In any event, the ALJ found that Plaintiff's mental symptoms may be controlled by medication [AR 21], and substantial evidence of record supports this finding [see, e.g., AR 213, 274, 313, 314]. A mental impairment that may be so controlled may not be considered to be disabling. E.g., Sample v. Schweiker, 694 F.2d 639, 643 (9th Cir. 1982).

Accordingly, these claims must be denied.


In her final claim, Plaintiff asserts that the ALJ should have further developed the record to clarify the September 2006 opinion of treating physician Kari Enge, M.D. that Plaintiff was unable to work "at this time" because Plaintiff was easily overwhelmed, confused and emotional, and that it would jeopardize her mental stability if she were to attempt to work. [AR 331.]

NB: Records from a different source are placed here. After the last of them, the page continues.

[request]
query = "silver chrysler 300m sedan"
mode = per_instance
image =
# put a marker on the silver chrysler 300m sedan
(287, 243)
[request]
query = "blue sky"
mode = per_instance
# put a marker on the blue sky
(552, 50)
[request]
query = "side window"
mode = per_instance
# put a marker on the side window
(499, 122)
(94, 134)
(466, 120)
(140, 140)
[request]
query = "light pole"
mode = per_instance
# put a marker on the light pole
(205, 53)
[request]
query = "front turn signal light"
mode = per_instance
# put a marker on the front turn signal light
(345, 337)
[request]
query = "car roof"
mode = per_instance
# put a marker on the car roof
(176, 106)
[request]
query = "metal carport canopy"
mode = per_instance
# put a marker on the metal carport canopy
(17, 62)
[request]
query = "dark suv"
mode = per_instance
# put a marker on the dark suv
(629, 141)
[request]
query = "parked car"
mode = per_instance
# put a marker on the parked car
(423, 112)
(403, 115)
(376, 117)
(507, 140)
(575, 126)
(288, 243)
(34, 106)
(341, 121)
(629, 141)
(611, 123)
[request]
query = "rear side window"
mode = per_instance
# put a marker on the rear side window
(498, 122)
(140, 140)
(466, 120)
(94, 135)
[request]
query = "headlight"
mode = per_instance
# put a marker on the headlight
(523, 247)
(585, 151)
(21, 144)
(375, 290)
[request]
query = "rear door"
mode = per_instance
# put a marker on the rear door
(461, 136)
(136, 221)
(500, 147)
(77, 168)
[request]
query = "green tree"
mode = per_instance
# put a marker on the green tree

It is a plaintiff, however, who "bears the burden of proving that she is disabled." Meanel v. Apfel, 172 F.3d at 1113. An ALJ is required to recontact a doctor or otherwise undertake to develop the record more fully only if the medical evidence is ambiguous or insufficient for the ALJ to make a disability determination. 20 C.F.R. §§ 404.1512(e), 416.912(e); Bayliss v. Barnhart, 427 F.3d 1211, 1217 (9th Cir. 2005). With abundant support in the record and employing proper legal standards, the ALJ here found that Dr. Enge's ultimate opinion was conclusory, and was unsupported by the record as a whole and by Dr. Enge's own treatment of Plaintiff, not that her opinion was ambiguous or that the record was insufficient to permit him to evaluate her opinion. [AR 19.] This finding is supported by substantial record evidence. Dr. Enge's opinion did not, for example, refer to specific clinical findings that would support her opinion that Plaintiff was unable to work. See, e.g., Bunnell v. Sullivan, 947 F.2d 341, 348 (9th Cir. 1991). Her treatment notes showed that Plaintiff's cognitive functioning was normal, that aggressive treatment was not necessary, and that Dr. Enge's treatment of Plaintiff consisted essentially of medication management. [AR 19, 314.] Accordingly, the ALJ's evaluation of Dr. Enge's records is legally sufficient. See Thomas v. Barnhart, 278 F.3d 947, 957 (9th Cir.2002) ("The ALJ need not accept the opinion of any physician, including a treating physician, if that opinion is brief, conclusory, and inadequately supported by clinical findings.").

This claim must be denied.


Accordingly, IT IS ORDERED that:

1. The decision of the Commissioner is AFFIRMED.


3. The Clerk of the Court shall serve this Decision and Order and the Judgment herein on all parties or counsel.